TSP Officials to Continue Studying a Potential Change in How Lifecycle Funds Are Invested

Proposed shift could offer increased returns, at a greater risk.

Members of the board that governs the federal government’s 401(k)-style retirement savings program were supportive Tuesday of a proposal to change how lifecycle (L) funds wind down their investment in stocks and equities as participants age, but ordered further study of the issue.

Currently, participants in the Thrift Savings Plan’s L funds sign up for the fund whose name most closely aligns with the year that they expect to retire. For instance, the L 2040 Fund is intended for federal employees who intend to retire somewhere around 2040, which is also the year at which the fund’s investment in equities reaches its lowest point of 20 percent. At retirement, the other 80 percent of a participant’s account is invested in more stable investments like bonds and securities.

But consultants with Mercer have suggested that the TSP shift its lifecycle portfolio investments to reach the 20 percent equity threshold upwards of 10 years after participants’ anticipated retirement date. They argued such a move could greatly extend the viability of retirees’ annuity payments with only a modest increase in risk.

According to Mercer’s analysis of the TSP’s L 2040 Fund, the median account balance for participants in the portfolio’s target year would be $607,184 under the current investment roadmap, assuming such a participant is 39 years old and currently earns $79,000 per year. That person would see a total of 81 percent of their final year’s salary in retirement annuities—including TSP, Federal Employees Retirement System defined benefits and Social Security—and would likely draw down their TSP account by age 87.

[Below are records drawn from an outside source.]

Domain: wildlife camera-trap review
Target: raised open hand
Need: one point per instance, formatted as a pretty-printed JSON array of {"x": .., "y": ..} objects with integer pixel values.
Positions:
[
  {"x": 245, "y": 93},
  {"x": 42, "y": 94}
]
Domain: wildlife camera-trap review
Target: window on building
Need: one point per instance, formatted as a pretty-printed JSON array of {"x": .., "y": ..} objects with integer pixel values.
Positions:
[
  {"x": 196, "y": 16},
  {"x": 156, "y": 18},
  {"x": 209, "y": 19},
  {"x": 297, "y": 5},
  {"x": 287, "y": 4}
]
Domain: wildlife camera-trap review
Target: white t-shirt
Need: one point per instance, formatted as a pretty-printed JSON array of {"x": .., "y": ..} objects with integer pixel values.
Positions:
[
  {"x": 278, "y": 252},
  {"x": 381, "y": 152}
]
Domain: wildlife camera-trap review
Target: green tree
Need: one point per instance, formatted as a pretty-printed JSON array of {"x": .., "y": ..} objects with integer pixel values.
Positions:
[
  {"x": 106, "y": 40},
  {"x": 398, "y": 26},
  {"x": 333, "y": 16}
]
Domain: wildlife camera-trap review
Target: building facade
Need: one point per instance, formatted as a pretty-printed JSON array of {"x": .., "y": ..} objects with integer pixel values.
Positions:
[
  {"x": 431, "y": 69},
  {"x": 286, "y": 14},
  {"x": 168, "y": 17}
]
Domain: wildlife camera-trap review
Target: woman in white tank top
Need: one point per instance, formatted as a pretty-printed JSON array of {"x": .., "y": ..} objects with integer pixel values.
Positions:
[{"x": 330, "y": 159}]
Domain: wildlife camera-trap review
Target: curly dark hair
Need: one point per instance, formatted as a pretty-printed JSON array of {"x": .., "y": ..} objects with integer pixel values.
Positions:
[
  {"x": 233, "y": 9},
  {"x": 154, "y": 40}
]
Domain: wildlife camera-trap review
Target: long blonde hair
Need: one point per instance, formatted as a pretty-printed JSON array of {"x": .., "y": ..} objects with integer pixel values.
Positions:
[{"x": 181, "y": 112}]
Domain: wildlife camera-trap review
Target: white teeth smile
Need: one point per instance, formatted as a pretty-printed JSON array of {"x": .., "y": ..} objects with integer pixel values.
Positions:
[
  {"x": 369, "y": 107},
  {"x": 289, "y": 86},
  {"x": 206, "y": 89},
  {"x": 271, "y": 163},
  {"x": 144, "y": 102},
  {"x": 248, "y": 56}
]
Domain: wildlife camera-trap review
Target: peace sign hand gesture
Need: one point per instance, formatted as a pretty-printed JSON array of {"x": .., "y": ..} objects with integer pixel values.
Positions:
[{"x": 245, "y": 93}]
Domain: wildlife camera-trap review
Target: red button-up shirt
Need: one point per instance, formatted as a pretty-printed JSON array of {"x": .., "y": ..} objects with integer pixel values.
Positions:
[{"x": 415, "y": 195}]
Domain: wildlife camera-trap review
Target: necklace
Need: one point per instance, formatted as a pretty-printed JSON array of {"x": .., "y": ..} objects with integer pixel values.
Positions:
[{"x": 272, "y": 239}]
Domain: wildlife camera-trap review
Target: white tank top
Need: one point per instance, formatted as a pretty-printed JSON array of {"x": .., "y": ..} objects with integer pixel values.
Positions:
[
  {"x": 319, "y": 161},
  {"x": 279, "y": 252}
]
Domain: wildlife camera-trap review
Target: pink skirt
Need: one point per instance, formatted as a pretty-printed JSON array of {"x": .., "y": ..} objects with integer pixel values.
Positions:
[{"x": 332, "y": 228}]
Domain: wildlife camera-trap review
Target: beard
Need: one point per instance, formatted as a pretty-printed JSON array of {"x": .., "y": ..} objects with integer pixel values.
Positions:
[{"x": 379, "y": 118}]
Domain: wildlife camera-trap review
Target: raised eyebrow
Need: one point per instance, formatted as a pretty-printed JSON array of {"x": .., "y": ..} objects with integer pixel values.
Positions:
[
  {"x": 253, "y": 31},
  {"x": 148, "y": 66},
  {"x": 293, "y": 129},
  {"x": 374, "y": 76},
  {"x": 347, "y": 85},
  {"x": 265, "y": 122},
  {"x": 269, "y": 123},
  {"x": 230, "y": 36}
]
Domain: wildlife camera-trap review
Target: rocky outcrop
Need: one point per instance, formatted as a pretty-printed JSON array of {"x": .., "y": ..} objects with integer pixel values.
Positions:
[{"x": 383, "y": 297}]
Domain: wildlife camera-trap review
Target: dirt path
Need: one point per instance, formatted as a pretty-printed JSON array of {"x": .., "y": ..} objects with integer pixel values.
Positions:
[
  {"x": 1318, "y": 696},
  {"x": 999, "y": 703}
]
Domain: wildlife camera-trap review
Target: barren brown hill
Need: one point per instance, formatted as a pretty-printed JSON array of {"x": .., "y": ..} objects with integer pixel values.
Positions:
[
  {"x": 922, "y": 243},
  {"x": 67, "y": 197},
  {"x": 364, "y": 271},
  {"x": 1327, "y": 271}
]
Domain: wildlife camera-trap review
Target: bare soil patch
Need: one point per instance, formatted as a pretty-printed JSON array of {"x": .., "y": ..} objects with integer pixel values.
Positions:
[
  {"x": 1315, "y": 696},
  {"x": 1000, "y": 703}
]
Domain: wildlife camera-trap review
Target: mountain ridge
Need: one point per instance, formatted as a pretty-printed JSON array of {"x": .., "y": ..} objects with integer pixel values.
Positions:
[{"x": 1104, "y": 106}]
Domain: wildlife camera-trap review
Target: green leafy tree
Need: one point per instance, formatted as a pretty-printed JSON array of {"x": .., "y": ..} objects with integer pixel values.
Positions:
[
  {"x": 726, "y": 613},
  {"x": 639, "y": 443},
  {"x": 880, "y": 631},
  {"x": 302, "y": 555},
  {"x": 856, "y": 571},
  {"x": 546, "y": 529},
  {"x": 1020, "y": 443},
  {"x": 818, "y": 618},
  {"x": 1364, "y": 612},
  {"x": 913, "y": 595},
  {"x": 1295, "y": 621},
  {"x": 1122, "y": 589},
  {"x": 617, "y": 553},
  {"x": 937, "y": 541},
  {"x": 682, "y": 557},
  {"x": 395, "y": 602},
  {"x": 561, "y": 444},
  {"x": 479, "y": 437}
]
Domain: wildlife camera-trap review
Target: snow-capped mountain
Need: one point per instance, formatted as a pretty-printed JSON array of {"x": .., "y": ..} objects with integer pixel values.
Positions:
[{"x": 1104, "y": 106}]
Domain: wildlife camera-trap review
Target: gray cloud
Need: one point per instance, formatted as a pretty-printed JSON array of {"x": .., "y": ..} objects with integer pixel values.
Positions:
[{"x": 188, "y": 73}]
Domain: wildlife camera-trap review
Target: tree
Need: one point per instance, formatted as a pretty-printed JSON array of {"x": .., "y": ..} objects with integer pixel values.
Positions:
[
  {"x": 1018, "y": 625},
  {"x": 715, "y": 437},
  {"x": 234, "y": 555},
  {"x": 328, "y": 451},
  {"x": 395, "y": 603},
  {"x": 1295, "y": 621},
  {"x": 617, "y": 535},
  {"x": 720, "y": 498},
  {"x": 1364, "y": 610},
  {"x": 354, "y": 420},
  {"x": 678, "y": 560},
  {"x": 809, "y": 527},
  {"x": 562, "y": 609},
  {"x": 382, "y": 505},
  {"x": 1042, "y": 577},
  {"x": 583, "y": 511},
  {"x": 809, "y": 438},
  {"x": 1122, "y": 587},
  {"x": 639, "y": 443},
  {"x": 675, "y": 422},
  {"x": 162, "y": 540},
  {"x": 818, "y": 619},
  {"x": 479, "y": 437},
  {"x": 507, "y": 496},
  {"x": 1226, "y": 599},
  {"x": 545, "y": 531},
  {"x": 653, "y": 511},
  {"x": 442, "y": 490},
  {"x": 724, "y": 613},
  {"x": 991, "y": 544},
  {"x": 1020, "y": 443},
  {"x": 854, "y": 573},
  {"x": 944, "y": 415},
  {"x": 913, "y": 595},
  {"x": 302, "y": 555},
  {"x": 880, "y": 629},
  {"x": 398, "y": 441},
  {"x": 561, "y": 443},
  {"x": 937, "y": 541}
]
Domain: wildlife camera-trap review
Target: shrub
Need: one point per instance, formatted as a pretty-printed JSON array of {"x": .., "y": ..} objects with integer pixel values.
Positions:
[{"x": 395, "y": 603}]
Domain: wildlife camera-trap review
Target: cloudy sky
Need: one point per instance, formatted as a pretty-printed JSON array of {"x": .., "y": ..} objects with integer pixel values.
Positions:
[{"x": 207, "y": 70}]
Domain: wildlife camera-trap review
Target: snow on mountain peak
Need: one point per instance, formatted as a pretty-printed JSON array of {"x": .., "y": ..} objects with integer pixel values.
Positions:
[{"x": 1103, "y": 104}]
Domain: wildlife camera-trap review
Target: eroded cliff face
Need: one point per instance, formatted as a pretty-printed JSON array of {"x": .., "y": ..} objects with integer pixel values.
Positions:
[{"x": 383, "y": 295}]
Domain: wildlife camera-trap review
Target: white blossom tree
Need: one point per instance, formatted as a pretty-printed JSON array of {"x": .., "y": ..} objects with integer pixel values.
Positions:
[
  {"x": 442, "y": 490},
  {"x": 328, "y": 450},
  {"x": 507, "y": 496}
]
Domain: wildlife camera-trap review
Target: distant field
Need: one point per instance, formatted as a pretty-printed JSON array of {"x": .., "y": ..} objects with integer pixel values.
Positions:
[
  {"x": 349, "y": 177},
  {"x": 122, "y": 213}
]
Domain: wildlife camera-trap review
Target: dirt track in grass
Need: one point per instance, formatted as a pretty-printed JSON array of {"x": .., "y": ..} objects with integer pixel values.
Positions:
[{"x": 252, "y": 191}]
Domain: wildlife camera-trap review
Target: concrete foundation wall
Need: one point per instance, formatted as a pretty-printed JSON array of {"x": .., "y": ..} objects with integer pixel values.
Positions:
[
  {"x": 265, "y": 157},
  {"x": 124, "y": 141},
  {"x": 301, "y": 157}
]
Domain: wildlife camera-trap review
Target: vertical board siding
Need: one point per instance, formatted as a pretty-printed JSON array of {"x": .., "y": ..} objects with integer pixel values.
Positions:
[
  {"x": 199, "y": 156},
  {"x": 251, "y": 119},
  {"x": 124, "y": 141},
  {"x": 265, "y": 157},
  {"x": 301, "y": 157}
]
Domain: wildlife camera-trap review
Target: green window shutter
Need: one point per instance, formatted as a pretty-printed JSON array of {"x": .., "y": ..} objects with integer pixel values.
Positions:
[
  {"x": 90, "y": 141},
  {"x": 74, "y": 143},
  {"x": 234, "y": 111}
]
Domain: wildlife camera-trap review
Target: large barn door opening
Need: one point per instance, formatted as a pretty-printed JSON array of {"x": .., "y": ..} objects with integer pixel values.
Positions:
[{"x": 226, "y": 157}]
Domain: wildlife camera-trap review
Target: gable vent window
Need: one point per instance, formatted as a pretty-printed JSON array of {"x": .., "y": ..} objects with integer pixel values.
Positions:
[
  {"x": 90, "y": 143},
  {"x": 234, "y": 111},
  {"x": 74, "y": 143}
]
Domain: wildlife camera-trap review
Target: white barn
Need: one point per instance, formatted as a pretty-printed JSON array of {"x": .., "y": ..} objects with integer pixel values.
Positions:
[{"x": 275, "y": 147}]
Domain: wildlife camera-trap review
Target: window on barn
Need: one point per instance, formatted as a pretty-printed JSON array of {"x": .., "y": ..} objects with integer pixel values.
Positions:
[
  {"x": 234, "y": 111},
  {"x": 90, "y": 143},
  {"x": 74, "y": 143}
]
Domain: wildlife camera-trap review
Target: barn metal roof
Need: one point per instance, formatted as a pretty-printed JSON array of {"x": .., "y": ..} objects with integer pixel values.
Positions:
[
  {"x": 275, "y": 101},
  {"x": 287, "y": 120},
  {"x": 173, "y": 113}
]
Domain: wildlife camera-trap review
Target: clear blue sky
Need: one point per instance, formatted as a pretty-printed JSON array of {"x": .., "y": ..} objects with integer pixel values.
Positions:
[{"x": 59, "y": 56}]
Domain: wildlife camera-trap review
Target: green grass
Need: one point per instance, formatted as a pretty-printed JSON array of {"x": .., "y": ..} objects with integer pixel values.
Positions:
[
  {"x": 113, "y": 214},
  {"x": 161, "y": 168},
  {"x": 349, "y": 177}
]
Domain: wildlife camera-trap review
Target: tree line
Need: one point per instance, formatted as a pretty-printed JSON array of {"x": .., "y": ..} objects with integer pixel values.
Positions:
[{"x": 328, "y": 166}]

But if the glide path is shifted so that the L 2040 Fund reaches the 20 percent equity investment benchmark in 2050, that person’s account balance rises to $630,869 in 2040, and they would see 82 percent of their final salary in annuities. It also would extend the life of TSP annuities until the person is 90 years old.

The downside to this proposal is that it nearly doubles the risk of a decline in participants’ account balance in their final two years of employment, from 7.3 percent under the current plan to 13.7 percent if TSP adopts the “through retirement” proposal.

“Overall, I think the key message is that we see some additional volatility around retirement [under the ‘through’ proposal], and it’s a concern that we don’t want to ignore,” Mercer’s Andrew Scheufele said. “But in order to extend participants’ drawdown period, it may make sense to take on more risk in order to improve long-term outcomes.”

TSP Director of Investment Sean McCaffrey stopped short of recommending implementation of the new investment strategy for lifecycle funds, noting the increase in risk as well as the upcoming influx of participants when the Blended Retirement System, which provides an employer match for members of the armed services, comes online in January. Beginning Jan. 2, all new recruits will automatically be enrolled in Blended; current military personnel will have all of 2018 to decide whether to opt into the program.

“Given the risk tradeoff relative to the already strong financial outcomes, these marginal benefits may not be so compelling,” McCaffrey said. “Especially with the inclusion of blended retirement, we have a dataset that’s still rapidly evolving, and we’d like to evaluate these populations for a little bit longer.”

While members of the Federal Retirement Thrift Investment Board, which governs the TSP, were more supportive of the idea of implementing Mercer’s proposal, they agreed more study must be done after Blended is up and running.

“ 'Through’ does a few things: It lets participants know that this is a retirement fund,” said board member Bill Jasien. “This isn’t a savings fund for one to withdraw from at retirement. And this will take care of them through retirement . . . The upside has to be taken into consideration, and there’s considerable upside.”

Board member Dana Bilyeu noted that most of the people who will be coming into TSP through Blended will be young people just starting their careers, which will give them plenty of time to learn the ins and outs of the new investment strategy, if implemented.

“The vast majority of new participants will default into the L 2050 Fund,” she said. “I’m not sure I’m all the way to where Bill is [in favor of this], but that fund’s the one with the longest glide path ahead, and that should give them enough time to think about it. I just don’t see how just because a huge group of very young people are coming on really changes that focus.”

FRTIB Chairman Michael Kennedy told staff to continue to study the issue after Blended comes online so that the board may revisit it next year.

“We’re about to bring a lot of participants on board soon, and I do want to see what our constituency base looks like as they come on board, whether it’s similar or dissimilar,” he said. “But we shouldn’t use that as a crutch, or else we could be sitting at this table a couple years from now discussing the same thing.”